Croyez-le ou non, votre gentil toutou peut se transformer en véritable menace pour les facteurs. Les morsures de chiens figurent parmi les principales causes de blessures chez les employés de Postes Canada de Saguenay au cours de la dernière année. Les attaques laissent des traces, aussi bien physiques que psychologiques.

Chantale Pamerleau s'est toujours sentie en contrôle lorsqu'elle était en contact avec un animal dans le cadre de son travail de factrice. Les chiens, elle les connaît bien. Elle en a même un à la maison. Jamais elle ne s'est sentie véritablement menacée. Jusqu'au 29 juillet dernier. En marchant sur le trottoir, elle a rencontré un de ses clients et son chien, un grand danois de 150 livres tenu en laisse. La factrice s'est arrêtée pour saluer le client. Sans crier gare, le chien s'est jeté sur elle et l'a mordu au visage. Elle l'a repoussé avec son bras, ce qui lui a valu une seconde morsure sur l'avant-bras.

Pourtant, chaque jour, lorsqu'elle distribuait le courrier, sans le voir, elle parlait au chien pour le rassurer à travers son enclos. Ce jour de juillet, il avait finalement accès à la dame.

«Je pense que le client était encore plus sous le choc que moi. Il était en pleurs. Je saignais du côté du visage et du bras. J'ai voulu rester forte sur le coup, mais après, je me suis effondrée», raconte-t-elle.

À l'urgence, en plus des injections de pénicilline et contre le tétanos, ses blessures ont nécessité plusieurs points de suture. «Les médecins m'ont dit qu'il aurait pu m'arracher l'oreille. Ils m'ont répété que j'avais été très chanceuse de ne pas tomber lors de l'attaque. Ça aurait pu être pire.»

L'incident a laissé une marque près de l'oreille de Chantale Pamerleau. La morsure est aussi encore bien visible sur son bras.
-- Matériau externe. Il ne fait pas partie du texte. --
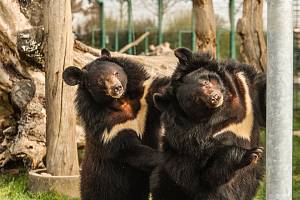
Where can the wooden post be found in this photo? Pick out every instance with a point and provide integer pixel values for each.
(60, 129)
(205, 26)
(250, 29)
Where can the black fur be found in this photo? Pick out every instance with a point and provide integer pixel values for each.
(120, 168)
(196, 164)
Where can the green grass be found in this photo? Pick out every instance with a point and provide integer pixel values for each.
(296, 173)
(15, 188)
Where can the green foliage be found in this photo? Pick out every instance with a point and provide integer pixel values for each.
(15, 188)
(180, 21)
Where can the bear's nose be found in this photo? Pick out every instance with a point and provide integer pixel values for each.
(215, 98)
(118, 88)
Celle qui oeuvre à titre de factrice depuis 15 ans a dû travailler au centre de tri pendant dix jours, en raison des blessures, puis elle a repris son parcours habituel.

Toutefois, sa façon de travailler a été affectée et le sentiment de confiance qui l'avait toujours habité lui fait fréquemment défaut. «Des fois ça va bien, d'autres fois je panique. Quand je sens que je perds le contrôle de ma peur, je me sens à risque», confie-t-elle. «J'ai parfois des ''flashbacks''.»

L'incident a aussi affecté ses collègues. "Ç'a créé une onde de choc au bureau de Jonquière. Plusieurs ont eu peur pendant un bout de temps.»